Samsung Fails to Compel Arbitration on Galaxy S4

     SAN FRANCISCO (CN) – A class action lawsuit claiming Samsung’s Galaxy S4 phone isn’t as fast or high-performing as the company claims will not be sent to an arbitrator, a federal judge ruled.
     U.S. District Judge James Donato denied Samsung’s motion to compel arbitration, concluding that no arbitration agreement existed between the parties after a Verizon salesperson unboxed the phone and handed it to name plaintiff Daniel Norcia without also giving him the warranty booklet, which contained the arbitration provisions.
     In February Daniel Norcia sued Samsung, alleging the company “intentionally programmed the Galaxy S4 to fool benchmark apps and create false perceptions regarding the speed and performance of those devices.”
     Benchmarking apps assess how well devices work, and compare the score to similar devices.
     Samsung moved to compel arbitration, pointing to an arbitration provision in the phone’s warranty.

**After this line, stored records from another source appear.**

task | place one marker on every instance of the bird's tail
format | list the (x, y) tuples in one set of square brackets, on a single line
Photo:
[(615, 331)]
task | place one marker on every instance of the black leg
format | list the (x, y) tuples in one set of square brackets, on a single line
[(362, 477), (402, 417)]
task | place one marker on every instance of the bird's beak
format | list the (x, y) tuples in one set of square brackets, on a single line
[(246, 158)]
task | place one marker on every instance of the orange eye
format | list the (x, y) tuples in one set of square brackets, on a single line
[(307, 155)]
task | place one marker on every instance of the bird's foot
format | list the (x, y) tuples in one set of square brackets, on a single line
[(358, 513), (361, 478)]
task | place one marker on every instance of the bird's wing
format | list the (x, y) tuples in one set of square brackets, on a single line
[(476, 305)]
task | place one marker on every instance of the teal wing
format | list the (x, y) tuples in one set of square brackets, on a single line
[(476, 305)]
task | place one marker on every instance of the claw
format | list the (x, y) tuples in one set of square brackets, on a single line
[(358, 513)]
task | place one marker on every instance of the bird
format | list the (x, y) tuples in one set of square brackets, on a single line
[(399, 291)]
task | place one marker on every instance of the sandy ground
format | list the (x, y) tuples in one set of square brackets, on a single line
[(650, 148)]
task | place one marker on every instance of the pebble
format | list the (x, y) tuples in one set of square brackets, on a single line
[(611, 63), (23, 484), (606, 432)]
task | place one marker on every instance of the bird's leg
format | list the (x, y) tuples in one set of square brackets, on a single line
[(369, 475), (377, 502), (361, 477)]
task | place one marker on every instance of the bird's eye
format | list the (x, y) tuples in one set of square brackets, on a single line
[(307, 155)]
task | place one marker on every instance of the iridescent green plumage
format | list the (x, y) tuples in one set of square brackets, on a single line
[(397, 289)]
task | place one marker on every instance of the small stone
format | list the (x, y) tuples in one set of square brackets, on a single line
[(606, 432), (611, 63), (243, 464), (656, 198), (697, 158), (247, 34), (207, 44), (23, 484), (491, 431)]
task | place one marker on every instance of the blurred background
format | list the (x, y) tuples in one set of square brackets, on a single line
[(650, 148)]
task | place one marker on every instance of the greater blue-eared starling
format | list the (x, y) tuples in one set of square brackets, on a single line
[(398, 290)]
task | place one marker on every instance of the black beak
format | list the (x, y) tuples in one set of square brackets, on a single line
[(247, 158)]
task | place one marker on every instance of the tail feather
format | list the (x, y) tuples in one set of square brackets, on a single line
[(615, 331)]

Page 70 of the Samsung warranty booklet says, “All disputes with Samsung arising in any way from this limited warranty or the sale, condition or performance of the products shall be resolved exclusively through final and binding arbitration, and not by a court or jury,” Donato’s order says.
     Norcia says he never knew about that provision, because when he bought the phone he only took the hardware and left the box and booklet in the store.
     Samsung argued that Norcia must have received notice of the arbitration contract because he said in his complaint that he looked at Samsung’s website, and the website contains a link to the warranty.
     Norcia later said the complaint’s reference to the web page was a “mistake,” the order says.
     Judge Donato ruled that though Norcia voluntarily declined the box, and must be treated as though he received it, that doesn’t constitute a contract for arbitration.
     “The inconspicuous placement of the arbitration provisions in the warranty booklet, and Samsung’s failure to inform customers in any way about the proposal to require arbitration, bar a finding that a valid and enforceable contract was formed,” Donato wrote.
     The judge also ruled that Samsung’s product web page “is not sufficient by itself to constitute inquiry notice.”
     Donato then directed Norcia to file an accurate amended complaint with no further inaccuracies.